3) Use the sampled values of the Δx_{i}* _{ }*to determine the values of the risk factors at the end of the period under consideration (usually one day)

4) Revalue the portfolio using these risk factor values

5) Subtract this portfolio value from the current value to determine the loss

6) Repeat steps 2 to 5 many times to determine a probability distribution for the loss

• Suppose that there are total of **1000 ** Monte Carlo simulation trials. The VaR with a **99%** confidence level for the period considered will be the tenth worst loss and the expected shortfall is the average of the nine losses worse than this.

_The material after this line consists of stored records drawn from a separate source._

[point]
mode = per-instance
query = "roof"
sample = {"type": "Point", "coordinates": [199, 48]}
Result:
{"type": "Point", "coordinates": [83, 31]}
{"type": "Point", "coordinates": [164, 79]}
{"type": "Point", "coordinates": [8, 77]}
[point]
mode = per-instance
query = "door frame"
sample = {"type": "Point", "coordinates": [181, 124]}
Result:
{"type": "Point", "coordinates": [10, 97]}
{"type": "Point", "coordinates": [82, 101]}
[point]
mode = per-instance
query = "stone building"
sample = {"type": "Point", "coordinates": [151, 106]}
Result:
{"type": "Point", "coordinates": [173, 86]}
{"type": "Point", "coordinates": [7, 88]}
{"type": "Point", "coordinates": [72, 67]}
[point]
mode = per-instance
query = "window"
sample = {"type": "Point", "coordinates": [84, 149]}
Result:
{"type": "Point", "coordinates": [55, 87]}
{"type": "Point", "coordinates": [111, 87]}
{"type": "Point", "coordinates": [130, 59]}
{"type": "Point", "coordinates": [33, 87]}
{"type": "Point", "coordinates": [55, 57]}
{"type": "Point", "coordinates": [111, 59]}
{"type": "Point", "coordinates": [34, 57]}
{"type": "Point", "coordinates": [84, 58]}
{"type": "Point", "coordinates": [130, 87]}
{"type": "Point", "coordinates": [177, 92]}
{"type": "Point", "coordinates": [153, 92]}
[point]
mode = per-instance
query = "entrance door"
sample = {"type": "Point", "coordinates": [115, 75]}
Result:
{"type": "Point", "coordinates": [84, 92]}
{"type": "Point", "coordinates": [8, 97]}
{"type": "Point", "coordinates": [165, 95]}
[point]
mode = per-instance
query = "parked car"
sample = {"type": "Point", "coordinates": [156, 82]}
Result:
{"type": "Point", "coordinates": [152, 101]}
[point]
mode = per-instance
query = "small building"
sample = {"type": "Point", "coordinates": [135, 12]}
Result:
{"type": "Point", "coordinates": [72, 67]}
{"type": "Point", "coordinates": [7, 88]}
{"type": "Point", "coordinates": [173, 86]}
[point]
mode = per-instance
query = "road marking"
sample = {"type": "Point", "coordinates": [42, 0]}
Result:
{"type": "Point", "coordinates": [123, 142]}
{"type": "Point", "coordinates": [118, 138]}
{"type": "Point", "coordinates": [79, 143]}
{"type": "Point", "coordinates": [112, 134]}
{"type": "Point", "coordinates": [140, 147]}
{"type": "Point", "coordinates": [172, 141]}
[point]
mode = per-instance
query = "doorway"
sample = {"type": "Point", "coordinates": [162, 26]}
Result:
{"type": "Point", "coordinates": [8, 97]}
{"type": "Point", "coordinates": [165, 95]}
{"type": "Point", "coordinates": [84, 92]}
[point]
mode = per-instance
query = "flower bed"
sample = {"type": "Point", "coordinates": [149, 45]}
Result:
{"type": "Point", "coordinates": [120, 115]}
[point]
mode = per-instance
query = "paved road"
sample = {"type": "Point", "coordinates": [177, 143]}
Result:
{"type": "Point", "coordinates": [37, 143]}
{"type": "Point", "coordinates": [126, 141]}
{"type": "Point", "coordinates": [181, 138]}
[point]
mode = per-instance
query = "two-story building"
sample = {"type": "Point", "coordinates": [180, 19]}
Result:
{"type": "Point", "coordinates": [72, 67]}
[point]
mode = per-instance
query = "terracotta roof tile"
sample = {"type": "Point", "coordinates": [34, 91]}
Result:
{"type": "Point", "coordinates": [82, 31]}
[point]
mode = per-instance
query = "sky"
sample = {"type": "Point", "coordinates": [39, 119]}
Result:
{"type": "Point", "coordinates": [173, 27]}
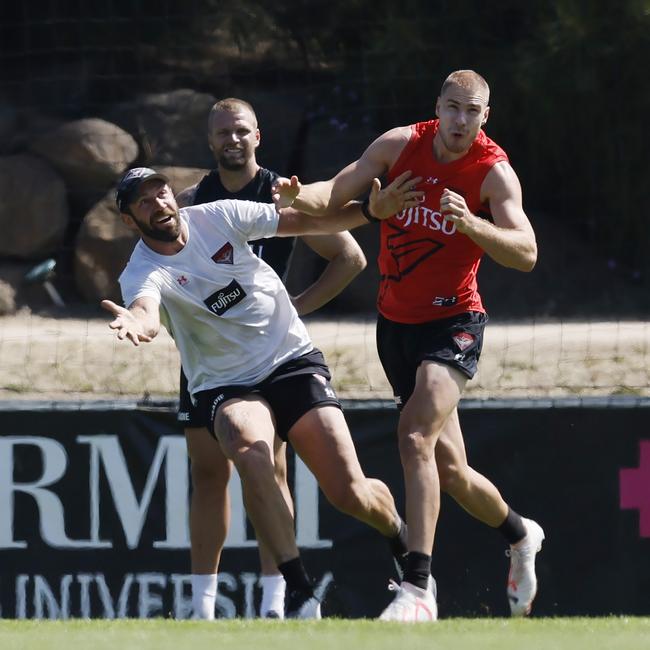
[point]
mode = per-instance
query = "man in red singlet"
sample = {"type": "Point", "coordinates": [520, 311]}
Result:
{"type": "Point", "coordinates": [431, 318]}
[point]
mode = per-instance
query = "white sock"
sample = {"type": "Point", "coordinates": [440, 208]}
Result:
{"type": "Point", "coordinates": [273, 588]}
{"type": "Point", "coordinates": [204, 595]}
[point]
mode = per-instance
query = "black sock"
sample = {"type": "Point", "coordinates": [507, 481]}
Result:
{"type": "Point", "coordinates": [398, 545]}
{"type": "Point", "coordinates": [295, 576]}
{"type": "Point", "coordinates": [418, 569]}
{"type": "Point", "coordinates": [512, 528]}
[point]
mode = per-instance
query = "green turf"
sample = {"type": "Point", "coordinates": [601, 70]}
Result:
{"type": "Point", "coordinates": [453, 634]}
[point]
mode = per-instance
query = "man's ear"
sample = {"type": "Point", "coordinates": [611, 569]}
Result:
{"type": "Point", "coordinates": [128, 221]}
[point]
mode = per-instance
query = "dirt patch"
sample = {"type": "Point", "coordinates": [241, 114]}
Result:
{"type": "Point", "coordinates": [49, 357]}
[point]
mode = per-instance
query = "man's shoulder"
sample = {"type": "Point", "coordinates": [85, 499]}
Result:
{"type": "Point", "coordinates": [489, 147]}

As with other methods for calculating **VaR** and expected shortfall, the period considered when the simulation is carried out is usually one day and the square root of time rule is used to convert the measure with a one-day time horizon to the corresponding measure with a **T**-day time horizon.

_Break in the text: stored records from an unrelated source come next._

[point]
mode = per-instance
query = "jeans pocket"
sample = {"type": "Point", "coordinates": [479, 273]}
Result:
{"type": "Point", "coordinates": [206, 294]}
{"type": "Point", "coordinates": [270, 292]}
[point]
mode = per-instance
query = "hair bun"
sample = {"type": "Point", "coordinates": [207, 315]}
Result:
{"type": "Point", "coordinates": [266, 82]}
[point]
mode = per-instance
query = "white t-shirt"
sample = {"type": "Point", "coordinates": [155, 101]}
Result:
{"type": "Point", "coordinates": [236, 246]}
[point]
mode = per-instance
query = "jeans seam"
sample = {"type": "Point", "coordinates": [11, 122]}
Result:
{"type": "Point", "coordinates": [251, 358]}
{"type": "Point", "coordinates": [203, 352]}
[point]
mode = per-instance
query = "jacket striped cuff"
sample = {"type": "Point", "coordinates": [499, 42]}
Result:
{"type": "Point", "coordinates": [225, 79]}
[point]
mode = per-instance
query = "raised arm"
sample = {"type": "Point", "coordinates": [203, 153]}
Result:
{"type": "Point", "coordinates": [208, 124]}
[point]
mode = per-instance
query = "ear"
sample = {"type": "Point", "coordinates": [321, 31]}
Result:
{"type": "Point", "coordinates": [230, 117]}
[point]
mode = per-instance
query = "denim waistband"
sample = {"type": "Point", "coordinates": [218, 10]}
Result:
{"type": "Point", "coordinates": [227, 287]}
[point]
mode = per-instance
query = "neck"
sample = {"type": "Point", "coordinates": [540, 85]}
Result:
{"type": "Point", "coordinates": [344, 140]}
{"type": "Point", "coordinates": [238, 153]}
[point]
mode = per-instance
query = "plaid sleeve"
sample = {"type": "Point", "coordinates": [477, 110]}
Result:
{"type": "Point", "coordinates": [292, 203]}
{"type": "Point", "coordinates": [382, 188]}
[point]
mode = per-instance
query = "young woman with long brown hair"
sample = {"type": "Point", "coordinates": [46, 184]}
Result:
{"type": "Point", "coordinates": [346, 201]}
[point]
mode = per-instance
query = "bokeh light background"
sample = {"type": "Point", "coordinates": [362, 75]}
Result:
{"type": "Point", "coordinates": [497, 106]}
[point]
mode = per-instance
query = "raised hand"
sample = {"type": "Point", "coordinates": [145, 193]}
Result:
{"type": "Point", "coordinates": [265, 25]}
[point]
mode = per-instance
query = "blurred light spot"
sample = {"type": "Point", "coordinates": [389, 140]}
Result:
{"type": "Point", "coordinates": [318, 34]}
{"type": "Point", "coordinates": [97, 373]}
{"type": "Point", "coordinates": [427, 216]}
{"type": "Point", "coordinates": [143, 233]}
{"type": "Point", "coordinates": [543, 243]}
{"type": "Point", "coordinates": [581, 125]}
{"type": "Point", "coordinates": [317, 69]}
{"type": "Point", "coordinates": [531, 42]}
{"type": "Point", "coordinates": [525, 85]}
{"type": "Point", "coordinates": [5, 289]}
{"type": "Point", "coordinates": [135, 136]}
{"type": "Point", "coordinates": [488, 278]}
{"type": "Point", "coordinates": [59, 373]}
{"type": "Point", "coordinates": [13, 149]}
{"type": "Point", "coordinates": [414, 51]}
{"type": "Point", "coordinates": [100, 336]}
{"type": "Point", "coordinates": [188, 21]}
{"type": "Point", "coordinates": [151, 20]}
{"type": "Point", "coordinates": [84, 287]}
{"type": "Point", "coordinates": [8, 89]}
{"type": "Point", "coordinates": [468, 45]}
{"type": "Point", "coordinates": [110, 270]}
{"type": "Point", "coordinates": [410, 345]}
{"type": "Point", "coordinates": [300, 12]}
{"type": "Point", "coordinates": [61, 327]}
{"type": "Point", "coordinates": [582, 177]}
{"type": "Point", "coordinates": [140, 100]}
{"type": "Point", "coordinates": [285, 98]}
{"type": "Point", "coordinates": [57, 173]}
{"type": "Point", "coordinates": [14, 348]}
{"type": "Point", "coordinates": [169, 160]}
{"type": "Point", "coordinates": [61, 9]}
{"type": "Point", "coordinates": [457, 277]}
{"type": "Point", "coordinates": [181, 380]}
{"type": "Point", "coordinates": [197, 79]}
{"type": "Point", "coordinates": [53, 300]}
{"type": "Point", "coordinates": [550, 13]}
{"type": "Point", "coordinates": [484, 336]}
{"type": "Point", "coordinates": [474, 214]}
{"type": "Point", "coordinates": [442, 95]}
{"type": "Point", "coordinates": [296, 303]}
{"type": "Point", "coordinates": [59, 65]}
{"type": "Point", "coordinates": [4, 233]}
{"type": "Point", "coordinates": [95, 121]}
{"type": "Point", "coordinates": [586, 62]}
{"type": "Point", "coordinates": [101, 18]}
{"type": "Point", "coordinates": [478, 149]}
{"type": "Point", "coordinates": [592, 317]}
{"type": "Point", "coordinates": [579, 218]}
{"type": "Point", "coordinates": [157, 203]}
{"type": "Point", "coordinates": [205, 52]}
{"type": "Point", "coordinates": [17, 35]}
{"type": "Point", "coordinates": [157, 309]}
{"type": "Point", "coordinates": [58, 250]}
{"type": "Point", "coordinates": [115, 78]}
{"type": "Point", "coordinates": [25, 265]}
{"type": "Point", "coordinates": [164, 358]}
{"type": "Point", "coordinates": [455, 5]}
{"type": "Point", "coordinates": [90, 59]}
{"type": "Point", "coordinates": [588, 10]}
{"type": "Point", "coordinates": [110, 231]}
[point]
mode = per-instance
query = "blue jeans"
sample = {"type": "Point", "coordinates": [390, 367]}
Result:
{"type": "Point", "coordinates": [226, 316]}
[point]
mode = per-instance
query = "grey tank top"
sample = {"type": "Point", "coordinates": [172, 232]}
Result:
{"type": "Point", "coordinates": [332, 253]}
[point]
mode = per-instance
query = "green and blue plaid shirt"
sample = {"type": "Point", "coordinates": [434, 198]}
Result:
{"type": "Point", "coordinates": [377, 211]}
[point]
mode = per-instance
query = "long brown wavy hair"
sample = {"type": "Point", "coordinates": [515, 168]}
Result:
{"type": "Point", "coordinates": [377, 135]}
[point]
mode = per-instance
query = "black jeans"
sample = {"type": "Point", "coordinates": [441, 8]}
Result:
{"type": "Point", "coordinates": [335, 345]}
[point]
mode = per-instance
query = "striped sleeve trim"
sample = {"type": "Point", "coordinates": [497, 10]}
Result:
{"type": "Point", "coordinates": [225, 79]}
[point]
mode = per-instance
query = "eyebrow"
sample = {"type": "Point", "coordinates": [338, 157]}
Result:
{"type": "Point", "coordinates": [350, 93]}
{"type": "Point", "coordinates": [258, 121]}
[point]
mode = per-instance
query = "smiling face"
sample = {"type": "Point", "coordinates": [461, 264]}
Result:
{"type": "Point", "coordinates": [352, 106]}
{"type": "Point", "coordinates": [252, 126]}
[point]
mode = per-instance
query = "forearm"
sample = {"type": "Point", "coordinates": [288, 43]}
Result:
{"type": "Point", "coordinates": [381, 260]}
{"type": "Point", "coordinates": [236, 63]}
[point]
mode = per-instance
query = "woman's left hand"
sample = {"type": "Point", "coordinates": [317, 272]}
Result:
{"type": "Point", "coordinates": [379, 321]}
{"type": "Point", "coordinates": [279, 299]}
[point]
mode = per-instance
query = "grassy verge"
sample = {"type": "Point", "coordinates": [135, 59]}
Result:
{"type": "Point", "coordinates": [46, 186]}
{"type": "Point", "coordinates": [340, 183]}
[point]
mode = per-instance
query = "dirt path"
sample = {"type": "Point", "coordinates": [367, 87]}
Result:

• The Monte Carlo approach assumes that there is a known probability distribution for the risk factors. The usual implementation of Monte Carlo assumes a stable, Joint-Normal distribution for the risk factors. This is the same assumption used for Parametric VaR. The analysis calculates the covariance matrix for the risk factors in the same way as Parametric VaR.

• Unlike Parametric VaR, Monte Carlo Simulation –

- Decomposes the covariance matrix and ensures that the risk factors are correlated in each scenario.

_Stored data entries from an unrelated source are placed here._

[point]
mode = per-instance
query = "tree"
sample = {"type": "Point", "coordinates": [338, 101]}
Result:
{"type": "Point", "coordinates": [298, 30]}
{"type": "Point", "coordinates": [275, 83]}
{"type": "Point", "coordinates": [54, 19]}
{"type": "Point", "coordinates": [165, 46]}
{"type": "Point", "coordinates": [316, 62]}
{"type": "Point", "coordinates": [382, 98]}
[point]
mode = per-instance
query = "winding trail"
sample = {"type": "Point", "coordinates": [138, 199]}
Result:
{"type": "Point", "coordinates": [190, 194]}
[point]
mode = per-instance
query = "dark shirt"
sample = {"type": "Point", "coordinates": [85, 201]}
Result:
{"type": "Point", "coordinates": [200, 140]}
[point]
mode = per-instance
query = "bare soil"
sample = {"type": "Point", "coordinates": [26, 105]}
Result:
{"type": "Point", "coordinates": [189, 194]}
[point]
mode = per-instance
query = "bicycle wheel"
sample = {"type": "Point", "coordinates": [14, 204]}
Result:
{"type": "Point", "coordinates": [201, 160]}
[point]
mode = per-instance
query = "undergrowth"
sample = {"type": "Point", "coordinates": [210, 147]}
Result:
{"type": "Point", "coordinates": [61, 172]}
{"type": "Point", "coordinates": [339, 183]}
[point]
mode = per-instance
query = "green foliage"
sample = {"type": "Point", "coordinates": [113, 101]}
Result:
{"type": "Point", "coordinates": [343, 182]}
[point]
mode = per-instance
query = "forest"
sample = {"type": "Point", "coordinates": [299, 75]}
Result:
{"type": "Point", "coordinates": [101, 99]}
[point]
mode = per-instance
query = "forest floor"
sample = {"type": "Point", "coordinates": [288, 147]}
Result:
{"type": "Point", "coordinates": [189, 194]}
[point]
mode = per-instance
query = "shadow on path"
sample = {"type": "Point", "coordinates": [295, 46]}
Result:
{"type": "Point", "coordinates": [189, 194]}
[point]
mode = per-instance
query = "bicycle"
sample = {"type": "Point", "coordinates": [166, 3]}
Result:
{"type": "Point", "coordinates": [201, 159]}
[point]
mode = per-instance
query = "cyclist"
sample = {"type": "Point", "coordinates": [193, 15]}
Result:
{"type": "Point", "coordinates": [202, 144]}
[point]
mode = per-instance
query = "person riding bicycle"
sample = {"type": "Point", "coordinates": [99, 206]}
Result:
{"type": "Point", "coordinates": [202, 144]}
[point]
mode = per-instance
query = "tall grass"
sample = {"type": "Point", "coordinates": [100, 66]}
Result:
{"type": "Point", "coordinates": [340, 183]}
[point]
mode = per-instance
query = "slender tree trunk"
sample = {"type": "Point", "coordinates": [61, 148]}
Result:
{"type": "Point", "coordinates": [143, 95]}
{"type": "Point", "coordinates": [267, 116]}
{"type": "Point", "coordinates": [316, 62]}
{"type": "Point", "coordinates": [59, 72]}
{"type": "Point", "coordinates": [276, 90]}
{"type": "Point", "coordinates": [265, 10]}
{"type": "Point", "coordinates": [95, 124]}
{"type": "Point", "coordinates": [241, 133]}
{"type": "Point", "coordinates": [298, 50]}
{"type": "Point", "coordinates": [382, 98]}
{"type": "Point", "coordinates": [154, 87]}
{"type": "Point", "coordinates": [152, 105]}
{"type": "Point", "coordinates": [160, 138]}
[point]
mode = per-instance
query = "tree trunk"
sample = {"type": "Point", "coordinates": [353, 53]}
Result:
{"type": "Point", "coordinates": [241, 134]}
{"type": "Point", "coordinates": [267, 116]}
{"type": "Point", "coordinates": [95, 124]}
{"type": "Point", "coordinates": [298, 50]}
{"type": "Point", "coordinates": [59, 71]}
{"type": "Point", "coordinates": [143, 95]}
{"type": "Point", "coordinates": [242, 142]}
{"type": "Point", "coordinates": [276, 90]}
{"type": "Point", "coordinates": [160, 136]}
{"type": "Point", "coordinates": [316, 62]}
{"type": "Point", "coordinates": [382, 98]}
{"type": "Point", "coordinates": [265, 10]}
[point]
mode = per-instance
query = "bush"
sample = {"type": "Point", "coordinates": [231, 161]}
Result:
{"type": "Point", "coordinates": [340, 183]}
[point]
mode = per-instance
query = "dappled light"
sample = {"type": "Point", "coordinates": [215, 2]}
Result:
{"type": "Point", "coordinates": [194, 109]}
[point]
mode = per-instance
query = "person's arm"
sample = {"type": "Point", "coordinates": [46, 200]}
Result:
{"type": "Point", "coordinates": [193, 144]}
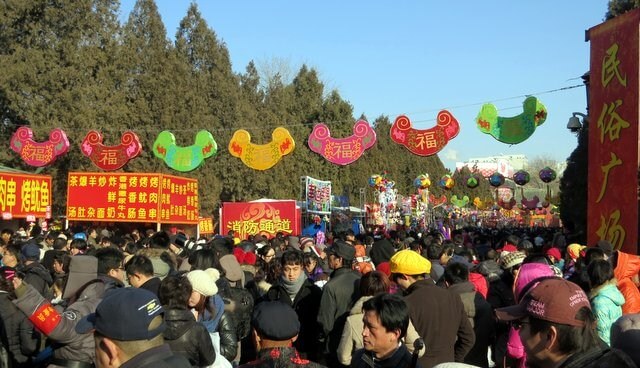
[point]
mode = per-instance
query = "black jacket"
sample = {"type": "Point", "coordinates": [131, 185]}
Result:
{"type": "Point", "coordinates": [157, 357]}
{"type": "Point", "coordinates": [401, 358]}
{"type": "Point", "coordinates": [39, 277]}
{"type": "Point", "coordinates": [188, 338]}
{"type": "Point", "coordinates": [17, 333]}
{"type": "Point", "coordinates": [306, 304]}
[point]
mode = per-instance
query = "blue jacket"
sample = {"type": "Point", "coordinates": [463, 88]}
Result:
{"type": "Point", "coordinates": [606, 302]}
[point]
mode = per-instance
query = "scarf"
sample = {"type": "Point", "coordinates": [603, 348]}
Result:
{"type": "Point", "coordinates": [292, 287]}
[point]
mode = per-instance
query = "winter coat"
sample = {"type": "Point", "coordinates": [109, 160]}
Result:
{"type": "Point", "coordinates": [281, 358]}
{"type": "Point", "coordinates": [39, 277]}
{"type": "Point", "coordinates": [59, 325]}
{"type": "Point", "coordinates": [598, 357]}
{"type": "Point", "coordinates": [480, 316]}
{"type": "Point", "coordinates": [606, 302]}
{"type": "Point", "coordinates": [528, 273]}
{"type": "Point", "coordinates": [188, 338]}
{"type": "Point", "coordinates": [222, 324]}
{"type": "Point", "coordinates": [627, 266]}
{"type": "Point", "coordinates": [401, 358]}
{"type": "Point", "coordinates": [351, 339]}
{"type": "Point", "coordinates": [338, 296]}
{"type": "Point", "coordinates": [157, 357]}
{"type": "Point", "coordinates": [439, 317]}
{"type": "Point", "coordinates": [17, 333]}
{"type": "Point", "coordinates": [306, 304]}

2. The scenarios start from today’s market condition and go one day forward to give possible values at the end of the day.

Full, nonlinear pricing models are then used to value the portfolio under each of the end-of-day scenarios.

For bonds, nonlinear pricing means using the bond-pricing formula rather than duration.

For options, it means using a pricing formula such as Black-Scholes rather than Greeks.

• Some of the advantages of Monte Carlo simulation are –

- Unlike Parametric
**VaR,**it uses full pricing models and can therefore captures the effects of nonlinearities.

2. Unlike Historical **VaR**, it can generate an infinite number of scenarios and therefore test many possible future outcomes.

• Some of the disadvantages of Monte Carlo Simulation are –

- The calculation of Monte Carlo
**VaR**can take 1,000 times longer than Parametric**VaR**because the potential price of the portfolio has to be calculated thousands of times.

2. Unlike Historical **VaR**, it typically requires the assumption that the risk factors have a Normal distribution.

• Not surprisingly, standard deviations increase during stressed market conditions. Interestingly, it is also true that correlations generally increase. It is sometimes stated that “in stressed markets all correlations go to one.” This is, of course, an exaggeration, but the phenomenon that correlations increase in stressed markets appears to be real. For example, during the 2007–2008 crisis, default rates on mortgages in all parts of the United States increased together. When there is a flight to quality in bond markets, the credit spreads of all bonds throughout the world tend to rise together.

• The key point here is that in periods of heightened volatility correlations can be quite different from those in normal market conditions. This is sometimes referred to as a correlation breakdown. It does have significant implications for risk managers. When calculating VaR or ES they are concerned with estimating what will happen in extreme market conditions. They should, therefore, try and estimate what correlations will be in such conditions rather than what they are in normal market conditions.

• Occasionally, when there are repeated trials, an analyst will calculate statistics for worst-case results. For example, if a portfolio manager reports results every week, he or she might ask what the worst result will be over a period of 52 weeks. If the distribution of the returns in one week is known, a Monte Carlo simulation can be used to calculate statistics for this worst- case result. For example, one can calculate the expected worst-case result over 52* *weeks, the 95^th percentile of the worst-case result, and so on.

• However, these worst-case statistics should not be regarded as an alternative to VaR and ES. They are only appropriate in the (relatively unusual) situation where there are repeated trials. Even then, risk managers should be interested in aggregate results for a whole period rather than the statics of the results over sub-periods.